While Moore and Forsyth said South Bend is planning to revamp its website to help reduce the strain on its 311 call center, they identified a mobile application as a better option. This realization led to birth of South Bend City Connect.

“South Bend City Connects integrates financial education, low cost banking resources and electronic utility payments in a powerful tool to aid in the transition to self-sufficiency,” Moore said.We see South Bend City Connect as a powerful tool that aligns with the Notre Dame vision to heal, unify and enlighten the world.”

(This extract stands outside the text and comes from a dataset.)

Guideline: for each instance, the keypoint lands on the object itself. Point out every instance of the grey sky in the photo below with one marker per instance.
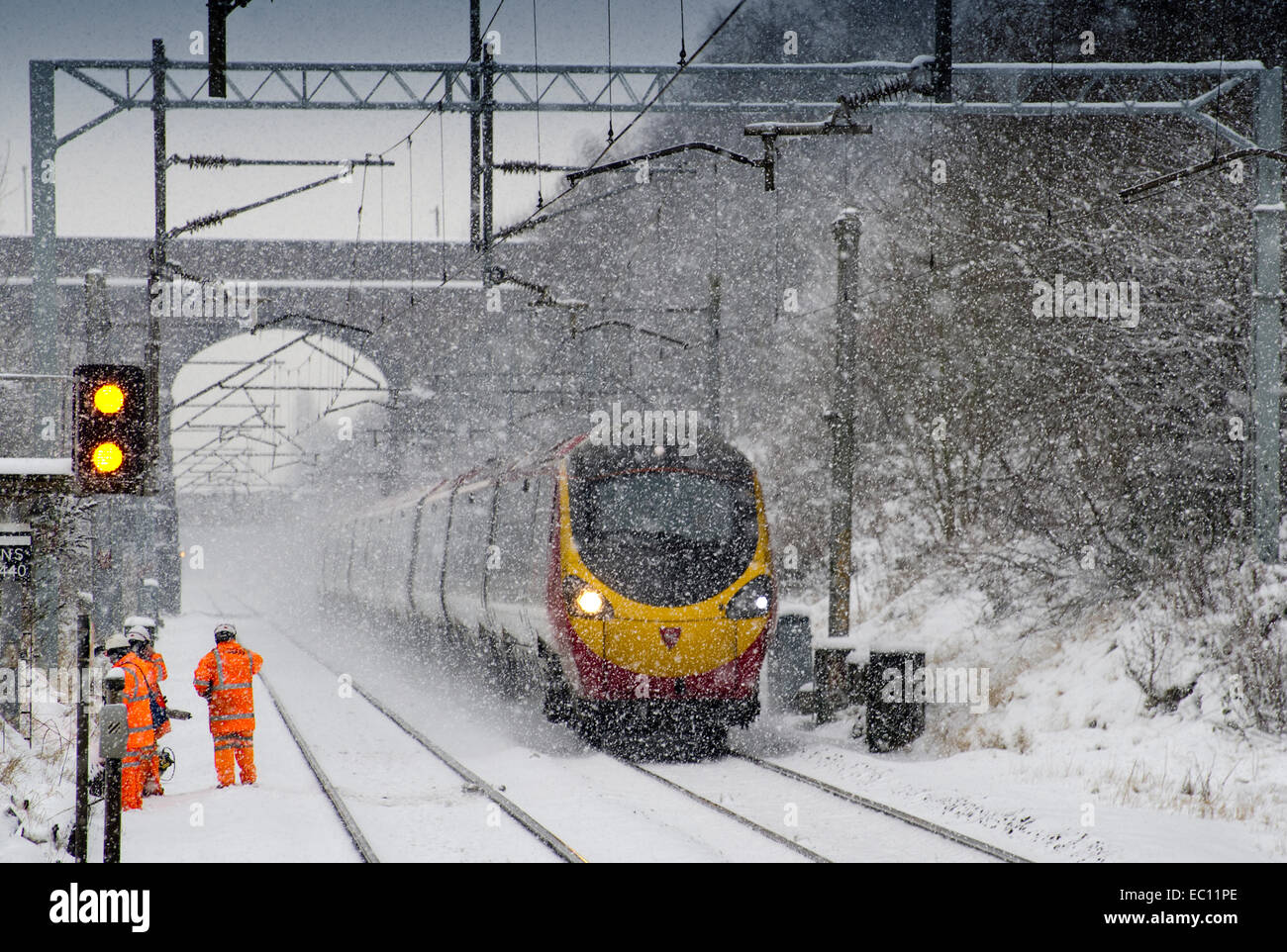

The app offers services such as bill pay, budgeting and paying it forward to help a neighbor and reporting a city maintenance problem such as a pothole. In addition, the app alerts users as to overdraft fees when they pay their bills and will offer to connect them to Stone Soup Community, the financial education partner of the app.

Other partners for the app include Notre Dame Federal Credit Union, which is looking to offer some accounts to the working poor that will integrate with South Bend City Connect, and the City of South Bend’s Innovation Department, which will house and operate the app.

Currently, Forsyth and Moore are working with Notre Dame’s innovation department to determine the app’s future. While the two want to stay involved with the project after graduation, they would not manage the app on a day-to-day basis.

“The goal is to get the innovation department … to set something up and get a running entity,” Forsyth said.

Two other banks and a national initiative are interested in serving as partners with the app, which would allow the program to expand to a regional or national level.

“People are really excited about the idea; it’s just a matter of getting the infrastructure to scale it,” Forsyth said.